The proposed spending increase, which would take the Energy Department’s renewables spending up to $2.3 billion, compared to $1.8 billion in fiscal 2012, is a clear signal that Obama plans to push ahead with full-throated support of clean energy on the campaign trail, despite the Solyndra controversy.

The bump up is part of an overall increase in the Energy Department’s topline request of $27.2 billion, up 3.2 percent from fiscal 2012 levels.

“In light of the tight discretionary spending caps, this increase in funding is significant and a testament to the importance of innovation and clean energy in the country’s economic future,” the agency wrote in its request.

Practically, though, the request for new clean-energy spending is dead on arrival on Capitol Hill, where election-year partisan deadlock has all but assured that Congress won’t even pass a budget this year. And even if it did, the Republican-controlled House would be sure to attack any fresh Energy Department spending on renewable-energy programs. 

And while Obama's proposed boost in clean-energy spending may seems bold in the face of the rain of criticism he knows will come from House Republicans, it represents a deeply scaled-down vision of his once-ambitious agenda. Campaigning in 2008, Obama proposed a sweeping clean-energy plan that would have budgeted $150 billion over a decade in federal spending. By comparison, clean-energy advocates say that this year’s relatively paltry proposal won’t come close to scaling up the nation’s clean-energy economy to the size once envisioned by the Obama administration.
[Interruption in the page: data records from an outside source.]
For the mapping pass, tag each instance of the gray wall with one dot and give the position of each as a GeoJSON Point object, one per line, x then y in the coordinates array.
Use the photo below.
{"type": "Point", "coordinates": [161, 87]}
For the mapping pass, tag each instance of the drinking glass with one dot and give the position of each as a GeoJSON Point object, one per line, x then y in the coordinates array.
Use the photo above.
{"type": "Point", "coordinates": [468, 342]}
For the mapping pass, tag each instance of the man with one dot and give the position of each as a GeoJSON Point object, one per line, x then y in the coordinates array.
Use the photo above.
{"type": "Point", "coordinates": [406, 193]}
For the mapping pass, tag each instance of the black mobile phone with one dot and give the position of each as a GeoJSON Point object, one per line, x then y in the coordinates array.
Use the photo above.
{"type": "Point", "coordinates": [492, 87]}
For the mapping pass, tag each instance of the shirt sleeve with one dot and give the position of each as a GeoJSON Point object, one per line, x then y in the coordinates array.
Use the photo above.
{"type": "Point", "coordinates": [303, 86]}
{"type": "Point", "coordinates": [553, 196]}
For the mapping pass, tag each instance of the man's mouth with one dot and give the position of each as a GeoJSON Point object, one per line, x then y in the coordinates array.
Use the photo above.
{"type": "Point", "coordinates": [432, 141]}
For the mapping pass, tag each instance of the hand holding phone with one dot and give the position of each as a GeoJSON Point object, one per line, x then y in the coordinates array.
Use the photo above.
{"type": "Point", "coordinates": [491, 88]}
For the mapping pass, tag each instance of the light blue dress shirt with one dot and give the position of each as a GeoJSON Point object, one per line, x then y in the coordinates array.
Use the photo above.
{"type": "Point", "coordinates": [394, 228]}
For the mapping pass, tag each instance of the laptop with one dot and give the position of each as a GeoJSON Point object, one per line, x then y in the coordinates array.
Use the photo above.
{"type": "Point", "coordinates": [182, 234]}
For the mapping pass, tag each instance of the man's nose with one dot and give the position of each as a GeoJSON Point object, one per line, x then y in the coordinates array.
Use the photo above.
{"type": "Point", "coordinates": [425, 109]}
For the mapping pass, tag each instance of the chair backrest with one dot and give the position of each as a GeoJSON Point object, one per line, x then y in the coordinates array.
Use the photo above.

The president's budget request proposes once again to slash long-standing tax breaks to coal, oil, and gas companies -- a move that would raise $46 billion over 10 years to help pay for his clean-energy vision.  Democrats have tried and failed for years to end these tax breaks, and they’ll likely have just as much success this year as in years past. The White House knows this, of course, but proposing to slash the tax breaks to oil companies gives Democrats an important talking point in an election year likely to see voter ire at high gasoline prices. It also helps set the stage for a debate on broad corporate tax reform in 2013. Although oil companies have fought the rollback of their tax breaks tooth and nail, they’ve said they would be willing to come to the table in 2013.

Most of the rest of the increase in the Energy Department funding request comes in boosts to its chief portfolio, managing the nation’s nuclear-weapons arsenal. The agency requests $7.6 billion for weapons activities, a 5 percent increase above the fiscal 2012 enacted level, for such things as continuing nuclear-weapon life-extension programs and sustaining the existing stockpile.